2. Is there a place where such changes are documented? It makes using Zotero unreliable when - without a warning - the same operation could not be performed after a short period of time.
https://github.com/zotero/translators/commit/f49a0f18a4edab6df9f18a1c7c60f6be0b40ce7f#diff-25752e7a73f4fcccddce475afb61db43R355
doesn't look like it's working as intended - if anjo could take a look that'd be great.
2. Translator changes are not individually documented, but are all available via the history on https://github.com/zotero/translators
In general we change export translators rarely because of stability concerns, but since we've only had BibLaTeX for two months and are still figuring out how to best implement some details, I'm allowing more changes.
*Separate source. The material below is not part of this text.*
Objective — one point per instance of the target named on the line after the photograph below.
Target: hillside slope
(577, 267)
E.g. the BibTeX translator hasn't seen such dramatic changes for at least a year.
2. I see the problem with new translators. By the way, as far as I understand, with these changes in language fields you have just fixed the problem that was already fixed on the biblatex end (http://tex.stackexchange.com/questions/147749/excessive-fields-in-biblatex-chicago-author-date-style). I understand that there are many implementations of biblatex, but some sort of coordination with at least major ones could save resources on both ends. It maybe unfeasible though.
3. I definitely can't do it, but it may also just not be possible given the way the forum software works.
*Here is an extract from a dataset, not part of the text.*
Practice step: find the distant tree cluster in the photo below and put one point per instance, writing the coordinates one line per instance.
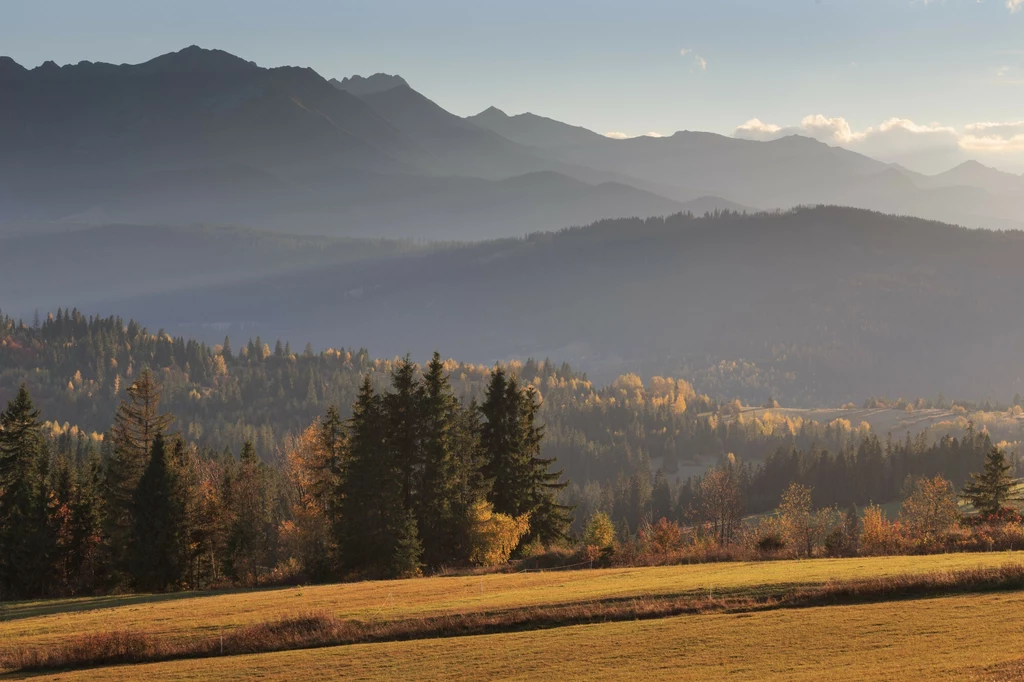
(414, 479)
And ideally I would prefer biblatex to use only the fields I need rather than limit the information Zotero is storing. However, as far as I can understand, the partial solution here is exactly in the fine-tuning of the export translators.
https://github.com/zotero/translators/pull/665.
It'll update whenever @adamsmith pulls it.
Note that the old behaviour (where you got only "issue" was actually wrong) and what you will get now is only "number" (for numeric "issue numbers" as in your example)
Quoting the biblatex (2.8a) manual:
The language fields in peoples real life Zotero databases don't neccesarily look that nice though. I've noticed that you could end up with many different language codes using the web translators.
Thanks!
I should note that with this new translator, which is following "biblatex" guidelines and provides numbers instead of issues, I have to add "biblatex-chicago" command "numbermonth=false" to the preamble of my latex document to get it right way, e.g. "American Economic Review 98 (3): 808-842".
Absent this command I was getting "American Economic Review 98, no. 3 (May 1): 808-842".